L’Entreprise Adaptée Viticole de Beaune a ainsi vu le jour. Elle est aujourd’hui installée dans un imposant bâtiment de la rue du Faubourg Saint-Jean et emploie 62 salariés, dont 4 seulement sont valides. « Nous avons deux activités, poursuit le responsable de l’entité. L’une viticole qui concerne une trentaine de personnes. Nous nous occupons pour des clients de plusieurs dizaines d’hectares en gestion complète, de la taille à la vendange. L’autre est plutôt pour des opérations ponctuelles chez d’autres propriétaires, comme le tirage des bois. » Et visiblement, il y a du boulot. Cette année, l’EAV a été « extrêmement sollicitée… nous aurions pu être une vingtaine de plus ! La main d’œuvre viticole est en baisse, il est plus facile de faire appel à des prestataires extérieurs que d’embaucher. »
De ce point de vue, la politique des Papillons Blancs est une réussite. Elle reconnait les compétences des ouvriers de l’EAV, bien au-delà de leur handicap : « Nos équipes sont exemplaires. Nos ouvriers sont généreux, travailleurs, ils s’adaptent avec facilité. Ils méritent cette reconnaissance, au même titre que la vingtaine de personnes qui travaillent dans l’autre activité de notre structure : l’entretien des espaces verts. Nous sommes soutenus par les communes : dans sa démarche d’abandon des traitements phytosanitaires, Savigny-lès-Beaune a fait appel à nous pour le désherbage manuel. »
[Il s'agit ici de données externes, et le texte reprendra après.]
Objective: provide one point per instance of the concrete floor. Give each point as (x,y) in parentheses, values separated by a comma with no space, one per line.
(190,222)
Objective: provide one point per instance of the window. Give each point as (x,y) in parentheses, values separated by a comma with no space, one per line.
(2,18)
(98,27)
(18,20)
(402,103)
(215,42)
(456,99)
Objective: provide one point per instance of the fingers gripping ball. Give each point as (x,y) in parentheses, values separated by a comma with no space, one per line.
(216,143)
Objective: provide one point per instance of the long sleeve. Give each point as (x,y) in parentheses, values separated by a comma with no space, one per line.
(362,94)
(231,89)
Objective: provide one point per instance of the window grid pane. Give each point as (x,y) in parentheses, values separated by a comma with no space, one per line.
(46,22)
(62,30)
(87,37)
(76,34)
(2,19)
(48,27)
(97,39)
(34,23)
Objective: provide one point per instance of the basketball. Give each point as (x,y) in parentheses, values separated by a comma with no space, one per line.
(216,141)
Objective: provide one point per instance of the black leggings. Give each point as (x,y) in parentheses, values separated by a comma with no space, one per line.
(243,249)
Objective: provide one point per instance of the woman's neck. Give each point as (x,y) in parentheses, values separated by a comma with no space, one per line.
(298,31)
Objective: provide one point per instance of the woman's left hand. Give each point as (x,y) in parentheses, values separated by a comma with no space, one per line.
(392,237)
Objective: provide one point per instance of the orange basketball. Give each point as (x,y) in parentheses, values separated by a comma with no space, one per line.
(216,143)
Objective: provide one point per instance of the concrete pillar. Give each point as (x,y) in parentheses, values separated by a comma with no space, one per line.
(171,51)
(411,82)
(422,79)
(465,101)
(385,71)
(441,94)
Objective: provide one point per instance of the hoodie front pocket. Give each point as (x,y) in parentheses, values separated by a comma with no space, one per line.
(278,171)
« Jamais je n’aurais pensé y arriver »
Edouard, lui, a déjà été remplacé. Il est lui aussi un des plus beaux exemples de la réussite des parcours mis en place par les Papillons Blancs : « Jamais, je n’aurais pensé y arriver, avoir un diplôme », nous disait-il. Ce jour-là, c’est lui qui conduisait la camionnette ramenant les salariés de la vigne. Heureux de son autonomie, il se disait volontiers fier de son métier, fier de travailler cette terre dont les premiers contacts remontent à son activité de maraîchage, à Sens. Cette terre, il a aujourd’hui plus que jamais les deux pieds dedans.